The connection between an 18th-century savant called Joseph-Louis Lagrange and the problem of landing safely at Hong Kong International Airport may not, at first, be obvious. But there is one. Hong Kong airport is notorious for rocky and sometimes aborted landings caused by the disturbed air flow from nearby mountains. Though laser technology is deployed alongside its runways to monitor changes in wind speed and thus forewarn pilots, that is often not enough. What is needed is a better understanding of the theory of the winds themselves.
And this is where Lagrange comes in. He was a pioneer of the study of moving fluids (among many other things), but his ideas outran the computational tools of his day. Only now, with supercomputers available to help with the calculations, is it possible to explore those ideas completely. What is emerging is a picture of fluid dynamics more subtle and more complex than anything dreamed of even a decade ago. The atmosphere and the ocean are, it seems, dominated by invisible barriers that have come to be known as Lagrangian coherent structures. They govern the movement of everything from the trajectories of aircraft to the distribution of pollution, the migration of jellyfish and the tracks taken by hurricanes.
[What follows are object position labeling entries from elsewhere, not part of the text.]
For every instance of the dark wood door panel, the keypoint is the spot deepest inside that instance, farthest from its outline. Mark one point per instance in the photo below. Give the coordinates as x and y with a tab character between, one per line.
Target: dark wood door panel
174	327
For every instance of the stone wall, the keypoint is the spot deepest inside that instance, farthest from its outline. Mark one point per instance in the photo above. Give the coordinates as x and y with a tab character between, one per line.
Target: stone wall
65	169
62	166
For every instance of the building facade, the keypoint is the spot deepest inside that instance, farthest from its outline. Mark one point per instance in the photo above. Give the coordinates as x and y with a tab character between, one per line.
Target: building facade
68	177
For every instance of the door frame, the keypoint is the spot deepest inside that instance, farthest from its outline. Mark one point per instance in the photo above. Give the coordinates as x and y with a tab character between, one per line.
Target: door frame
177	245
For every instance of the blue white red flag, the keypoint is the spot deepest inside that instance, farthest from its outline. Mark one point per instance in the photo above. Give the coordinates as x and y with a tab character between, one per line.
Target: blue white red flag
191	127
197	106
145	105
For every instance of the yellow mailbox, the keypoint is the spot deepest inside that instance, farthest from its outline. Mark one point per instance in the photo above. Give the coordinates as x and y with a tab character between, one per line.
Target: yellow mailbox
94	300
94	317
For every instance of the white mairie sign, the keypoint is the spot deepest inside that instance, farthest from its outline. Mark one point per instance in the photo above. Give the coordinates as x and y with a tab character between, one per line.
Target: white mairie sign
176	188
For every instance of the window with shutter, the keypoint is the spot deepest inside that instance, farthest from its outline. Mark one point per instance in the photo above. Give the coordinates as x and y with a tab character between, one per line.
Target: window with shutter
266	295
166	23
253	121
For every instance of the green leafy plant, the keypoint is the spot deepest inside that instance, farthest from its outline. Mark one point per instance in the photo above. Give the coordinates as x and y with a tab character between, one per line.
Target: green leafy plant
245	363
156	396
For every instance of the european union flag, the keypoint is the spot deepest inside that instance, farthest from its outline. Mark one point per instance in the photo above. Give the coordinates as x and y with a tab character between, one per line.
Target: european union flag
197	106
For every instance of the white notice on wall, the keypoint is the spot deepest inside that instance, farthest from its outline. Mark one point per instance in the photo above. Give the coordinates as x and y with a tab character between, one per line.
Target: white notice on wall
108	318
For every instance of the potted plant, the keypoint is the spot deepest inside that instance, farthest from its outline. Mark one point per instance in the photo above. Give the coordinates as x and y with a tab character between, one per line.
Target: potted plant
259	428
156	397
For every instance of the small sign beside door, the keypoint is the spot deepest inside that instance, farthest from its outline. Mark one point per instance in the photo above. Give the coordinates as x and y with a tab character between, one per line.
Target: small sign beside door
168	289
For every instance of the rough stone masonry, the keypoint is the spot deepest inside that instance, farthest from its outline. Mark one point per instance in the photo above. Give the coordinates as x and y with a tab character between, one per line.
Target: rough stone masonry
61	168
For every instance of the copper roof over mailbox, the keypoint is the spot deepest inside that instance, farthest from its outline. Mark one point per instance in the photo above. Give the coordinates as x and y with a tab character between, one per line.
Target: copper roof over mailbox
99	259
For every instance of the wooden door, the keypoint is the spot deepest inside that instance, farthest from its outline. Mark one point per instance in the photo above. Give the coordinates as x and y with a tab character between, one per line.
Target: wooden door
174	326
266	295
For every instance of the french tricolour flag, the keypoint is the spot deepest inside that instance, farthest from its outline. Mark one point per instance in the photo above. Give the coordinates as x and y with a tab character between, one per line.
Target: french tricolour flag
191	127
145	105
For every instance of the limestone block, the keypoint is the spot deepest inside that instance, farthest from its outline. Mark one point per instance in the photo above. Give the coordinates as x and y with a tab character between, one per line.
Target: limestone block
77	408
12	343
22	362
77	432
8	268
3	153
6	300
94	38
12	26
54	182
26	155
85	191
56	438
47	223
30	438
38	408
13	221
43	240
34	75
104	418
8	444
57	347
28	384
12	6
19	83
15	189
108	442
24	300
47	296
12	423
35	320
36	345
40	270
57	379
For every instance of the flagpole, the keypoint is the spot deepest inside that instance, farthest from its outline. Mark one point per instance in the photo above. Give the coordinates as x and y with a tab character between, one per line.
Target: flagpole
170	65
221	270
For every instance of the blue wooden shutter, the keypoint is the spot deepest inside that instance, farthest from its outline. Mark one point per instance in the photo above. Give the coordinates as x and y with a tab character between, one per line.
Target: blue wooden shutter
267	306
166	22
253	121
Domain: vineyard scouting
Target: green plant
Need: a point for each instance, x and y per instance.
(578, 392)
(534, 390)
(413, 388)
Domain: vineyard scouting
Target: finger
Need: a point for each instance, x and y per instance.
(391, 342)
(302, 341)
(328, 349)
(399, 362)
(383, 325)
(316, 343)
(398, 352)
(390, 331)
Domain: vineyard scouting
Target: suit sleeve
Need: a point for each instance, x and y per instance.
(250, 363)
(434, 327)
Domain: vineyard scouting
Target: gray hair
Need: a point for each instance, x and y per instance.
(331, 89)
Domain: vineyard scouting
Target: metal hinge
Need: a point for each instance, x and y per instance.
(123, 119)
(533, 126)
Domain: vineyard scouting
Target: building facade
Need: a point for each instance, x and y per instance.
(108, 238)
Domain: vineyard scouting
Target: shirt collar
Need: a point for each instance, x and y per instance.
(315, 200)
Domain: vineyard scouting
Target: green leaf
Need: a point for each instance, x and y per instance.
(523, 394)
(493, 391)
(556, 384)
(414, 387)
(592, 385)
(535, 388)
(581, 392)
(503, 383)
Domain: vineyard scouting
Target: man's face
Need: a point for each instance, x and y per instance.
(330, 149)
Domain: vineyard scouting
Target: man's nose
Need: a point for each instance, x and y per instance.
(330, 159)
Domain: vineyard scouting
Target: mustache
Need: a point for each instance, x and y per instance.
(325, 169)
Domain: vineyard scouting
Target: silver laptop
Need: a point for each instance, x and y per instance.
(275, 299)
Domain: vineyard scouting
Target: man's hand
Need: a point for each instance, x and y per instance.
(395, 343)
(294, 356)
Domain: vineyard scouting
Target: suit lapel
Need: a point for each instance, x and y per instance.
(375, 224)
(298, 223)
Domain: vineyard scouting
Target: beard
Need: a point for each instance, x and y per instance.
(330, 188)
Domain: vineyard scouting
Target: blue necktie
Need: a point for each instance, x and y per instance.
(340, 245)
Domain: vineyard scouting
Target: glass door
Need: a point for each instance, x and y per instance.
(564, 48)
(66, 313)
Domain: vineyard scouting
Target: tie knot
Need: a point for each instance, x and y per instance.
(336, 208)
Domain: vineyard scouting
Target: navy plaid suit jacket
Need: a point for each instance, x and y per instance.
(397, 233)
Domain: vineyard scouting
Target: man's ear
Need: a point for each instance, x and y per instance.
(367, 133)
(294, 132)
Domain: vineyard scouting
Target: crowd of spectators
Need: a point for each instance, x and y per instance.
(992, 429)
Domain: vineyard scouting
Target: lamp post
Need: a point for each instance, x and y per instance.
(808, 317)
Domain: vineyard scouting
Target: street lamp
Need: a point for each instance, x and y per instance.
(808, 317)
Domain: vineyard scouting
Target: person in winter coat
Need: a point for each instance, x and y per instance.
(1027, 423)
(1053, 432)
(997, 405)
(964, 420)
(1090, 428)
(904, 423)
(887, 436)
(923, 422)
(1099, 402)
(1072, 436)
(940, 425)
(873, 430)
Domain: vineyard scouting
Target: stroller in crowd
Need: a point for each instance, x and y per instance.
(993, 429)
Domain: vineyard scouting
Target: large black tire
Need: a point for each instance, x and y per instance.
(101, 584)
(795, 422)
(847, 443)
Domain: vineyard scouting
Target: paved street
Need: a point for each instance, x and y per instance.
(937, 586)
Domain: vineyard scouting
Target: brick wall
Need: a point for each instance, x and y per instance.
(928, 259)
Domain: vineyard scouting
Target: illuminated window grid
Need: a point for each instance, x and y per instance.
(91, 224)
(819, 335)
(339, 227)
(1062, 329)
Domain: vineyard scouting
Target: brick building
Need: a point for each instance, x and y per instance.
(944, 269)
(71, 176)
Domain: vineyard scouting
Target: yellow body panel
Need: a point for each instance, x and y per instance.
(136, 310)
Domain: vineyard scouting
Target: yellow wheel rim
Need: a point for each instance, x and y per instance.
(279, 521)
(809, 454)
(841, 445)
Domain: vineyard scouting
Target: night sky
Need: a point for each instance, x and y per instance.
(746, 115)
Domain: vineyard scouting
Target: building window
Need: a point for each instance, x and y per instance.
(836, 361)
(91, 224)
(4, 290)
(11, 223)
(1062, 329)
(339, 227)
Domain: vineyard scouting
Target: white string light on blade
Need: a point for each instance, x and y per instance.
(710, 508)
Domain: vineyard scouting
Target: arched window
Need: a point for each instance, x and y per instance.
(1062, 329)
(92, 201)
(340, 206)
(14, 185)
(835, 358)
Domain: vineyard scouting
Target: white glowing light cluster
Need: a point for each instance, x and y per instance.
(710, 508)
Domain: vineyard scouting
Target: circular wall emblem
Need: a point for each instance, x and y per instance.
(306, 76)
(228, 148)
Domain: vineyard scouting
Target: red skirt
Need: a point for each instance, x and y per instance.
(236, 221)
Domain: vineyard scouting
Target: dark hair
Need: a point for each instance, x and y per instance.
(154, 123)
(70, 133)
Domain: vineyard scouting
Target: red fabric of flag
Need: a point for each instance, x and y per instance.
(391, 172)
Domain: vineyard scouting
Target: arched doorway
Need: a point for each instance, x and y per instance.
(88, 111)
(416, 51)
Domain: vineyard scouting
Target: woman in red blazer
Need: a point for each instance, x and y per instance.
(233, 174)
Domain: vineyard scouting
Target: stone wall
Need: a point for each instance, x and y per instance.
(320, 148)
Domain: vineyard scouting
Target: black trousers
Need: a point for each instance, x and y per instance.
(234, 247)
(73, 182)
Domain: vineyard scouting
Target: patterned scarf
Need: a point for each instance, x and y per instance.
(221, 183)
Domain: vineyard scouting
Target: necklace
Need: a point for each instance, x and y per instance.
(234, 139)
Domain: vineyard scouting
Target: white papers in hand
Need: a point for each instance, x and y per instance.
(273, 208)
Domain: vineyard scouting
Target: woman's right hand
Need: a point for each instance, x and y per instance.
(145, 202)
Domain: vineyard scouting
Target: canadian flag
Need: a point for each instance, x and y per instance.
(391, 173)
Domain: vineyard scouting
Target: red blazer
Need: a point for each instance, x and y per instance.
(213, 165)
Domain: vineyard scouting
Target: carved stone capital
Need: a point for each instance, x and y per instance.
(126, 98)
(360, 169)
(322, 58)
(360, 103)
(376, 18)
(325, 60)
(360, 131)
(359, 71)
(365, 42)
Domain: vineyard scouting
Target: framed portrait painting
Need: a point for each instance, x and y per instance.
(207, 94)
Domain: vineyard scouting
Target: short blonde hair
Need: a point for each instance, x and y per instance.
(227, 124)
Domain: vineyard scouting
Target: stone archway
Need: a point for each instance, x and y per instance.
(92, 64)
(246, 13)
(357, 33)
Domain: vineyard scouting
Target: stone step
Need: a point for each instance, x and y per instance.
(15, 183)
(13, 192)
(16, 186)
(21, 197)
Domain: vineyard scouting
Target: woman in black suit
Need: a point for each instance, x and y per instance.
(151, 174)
They are, as it were, the skeletons of the sea and the air.
To understand what a Lagrangian coherent structure is, it helps to imagine a crowd at a railway terminus, says Thomas Peacock of the Massachusetts Institute of Technology, who studies the structures. Some people will be arriving. Some will be leaving. And, whichever they are doing, they will be going to and from numerous different platforms. The result is chaos, but structured chaos. What emerges is a shifting pattern of borders between groups of people with different goals. These borders are Lagrangian coherent structures. They are intangible, immaterial and would be undetectable if the passengers stopped moving. But they are also real enough to be treated mathematically.